Among the sentiment analysis tools you can choose, there are:
- Social media listening tools
- Survey tools
- NLP Libraries
- Cloud-based NLP services
Symanto’s Customer Sentiment Analysis
Symanto is a next-generation text analysis technology dedicated to converting unstructured data from customers’ talks into actionable insights and critical metrics.
Our world-class AI technology delivers highly accurate sentiment analysis constantly refined by a top team of deep learning experts.
We offer an AI-powered customer sentiment analysis that is executed on two levels:
- Text level sentiment – considers the tonality of the overall text
- Topic level sentiment – identifies specific attitudes regarding a topic
And permits an instant text analysis and insights delivery, in order to empower you to improve business decisions immediately.
Main features of Symanto’s customer sentiment analysis
- AI-based: considers the whole context.
- Industry-specific models: pre-trained models that include the particular nuances of an industry.
- Enhanced accuracy: models trained on billions of texts, polished by domain experts and linguists that deliver accurate results and minimised false-neutral output.
- Topic-level sentiment analysis: uncover granular attitudes relative to a topic.
Customer sentiment analysis use cases:
We’re at the forefront of NLP research and technology. Thus, constantly exploring new ways to help businesses extract insights from their data. Our tools for customer sentiment and emotion detection, as well as our unique psychographics tools, are just some of the ways we can help you get more out of your customer data.
If you’re ready to take your customer sentiment analysis to the next level, get in touch or book your free personalised demonstration today.
Case Study
The real-world application of sentiment analysis highlights its impact on the future development of a business.
How Symanto delivers powerful insights into the competitive landscape for a digital fashion player
Zara revolutionised the fashion industry by launching a business model focusing on the latest fashion trends. A new wave of digital players pushed the limits further and come up with the concept of listing and delisting new products weekly.
One of these players approached Symanto to help them support their expansion with data-backed insights.
The methodology used:
- Executed a growth potential analysis based on online data sources like social media posts, site traffic, number of subscribers via the app, number of app downloads, etc. The detailed analysis revealed particular growth hacks used by the target competitor and its peers.
- Performed a customer sentiment analysis for each competitor based on the satisfaction drivers.
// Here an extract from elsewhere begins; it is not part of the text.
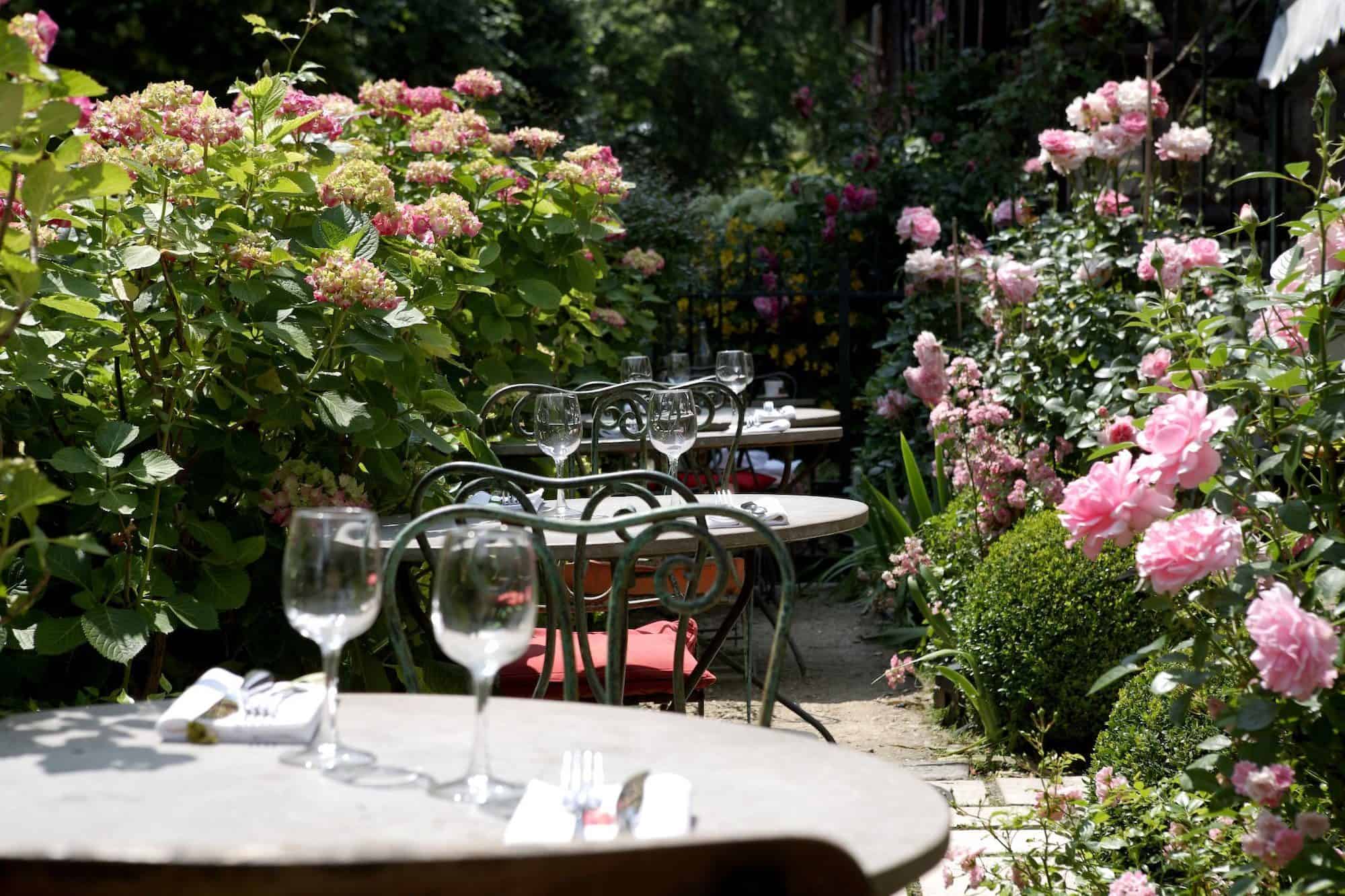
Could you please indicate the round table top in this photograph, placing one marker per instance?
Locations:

- Examined customer engagement and the impact of using influencers.
Valuable insights were uncovered:
- Current market leader was about to be replaced by a challenger in the next months. A view that was not exactly clear at the time.
- Challenger company disposed of obvious cost advantages and a leader position for some other satisfaction drivers. A total surprise for the client company.
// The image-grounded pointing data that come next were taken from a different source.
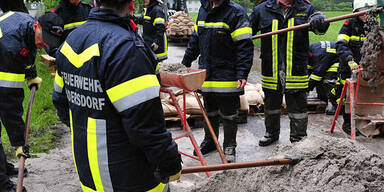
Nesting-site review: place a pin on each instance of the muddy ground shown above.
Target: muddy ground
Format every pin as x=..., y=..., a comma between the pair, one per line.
x=56, y=172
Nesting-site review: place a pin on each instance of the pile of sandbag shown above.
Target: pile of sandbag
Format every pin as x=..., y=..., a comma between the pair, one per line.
x=180, y=24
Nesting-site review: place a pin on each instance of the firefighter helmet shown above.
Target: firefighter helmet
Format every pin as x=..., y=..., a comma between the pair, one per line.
x=358, y=4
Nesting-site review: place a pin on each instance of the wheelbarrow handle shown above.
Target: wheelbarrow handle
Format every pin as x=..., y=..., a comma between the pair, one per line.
x=20, y=177
x=306, y=25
- The growth hacks employed by each competitor were radically different compared with the others.
- Current leader used mostly celebrities while the challenger experienced better results hiring micro and nano influencers.
- Leader’s style was not flexible enough to permit expansion to new market segments.
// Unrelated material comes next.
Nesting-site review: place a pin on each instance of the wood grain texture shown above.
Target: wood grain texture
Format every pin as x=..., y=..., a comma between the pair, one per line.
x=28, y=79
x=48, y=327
Customer Sentiment Analysis Best Practices
As always, in business, the success of an action relies on choosing the right strategies. When executing a sentiment analysis respecting the following good practices it’s important:
- To get a holistic view combine the quantitative and qualitative aspects.
- Choose tools that update regularly their models with the current language trends.
- Improve accuracy by incorporating human validation into the process.
- NLP techniques are constantly evolving, make sure you use the newest versions.
Customer sentiment analysis gives you access to a world where customer satisfaction and business expansion party together. Make the most of it to support your future business growth.